Schütz: Musikalische Exequien - Rademann
Classical - Vocal
Heinrich Schütz: Musikalische Exequien
- Heinrich Schütz: Das ist je gewisslich wahr, SWV 277
- Heinrich Schütz: Grimmige Gruft, SWV 52
- Heinrich Schütz: Gutes und Barmherzigkeit, SWV 95
- Heinrich Schütz: Ich bin die Auferstehung und das Leben, SWV 464
- Heinrich Schütz: Ich hab mein Sach Gott heimgestellt
- Heinrich Schütz: Musikalische Exequien, SWV 279-281
- Heinrich Schütz: O meine Seel, warum bist du betrubet, SWV 419
Review by John Broggio - April 8, 2013
An unqualified recommendation.
This is the third volume of Carus' complete recordings of Schütz and, like their Mendelssohn choral cycle, this series started out RBCD-only. Like Schütz: Musikalische Exequien, Motets - Homburg, the mainstay of the disc is the Musikalische Exequien (music for the funeral service of Count Heinrich II "Postumus"). Unlike the alternative performance on MDG, this disc is completed with other works by Schütz and these are other works of mourning (including 4 world premiere recordings).

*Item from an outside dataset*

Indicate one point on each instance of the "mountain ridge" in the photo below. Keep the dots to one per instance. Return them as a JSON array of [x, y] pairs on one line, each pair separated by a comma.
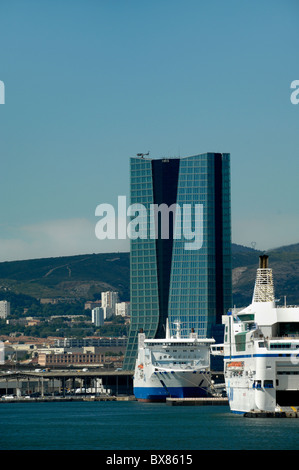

The key attribute that this recording has over the MDG account is Hans-Christoph Rademann's use of a professional choir (his own Dresdner Kammerchor). Their sense of tonality thankfully matches the soloists (Dorothee Mields, Anja Zügner, Alexander Schneider, Jan Kobow, Tobias Mäthger, Harry van der Kamp & Matthias Lutze) and the soloists are pleasingly well blended (when required) whilst retaining their individual character of voice in their solo lines. The continuo of Matthias Müller and Ludger Rémy is pointed to great effect and although Rademann allows a greater amount of space than others, the musical argument and tension is sustained without effort on the part of the listener. The performances of the "less well known" works are delivered with equal assuredness as in the Exequien and are as rewarding to hear, if not more so, as the more familiar work.
The sound, coming from the Stadtkirche "Zum Heiligen Namen Gottes", Radeburg has the appropriate ecclesiastical space reflected and fortunately, this church is not one endowed with an enormous reverberation time or other sonic quirks. It is not perhaps as fine as some that Carus have released but it is far from problematical in any way whatsoever.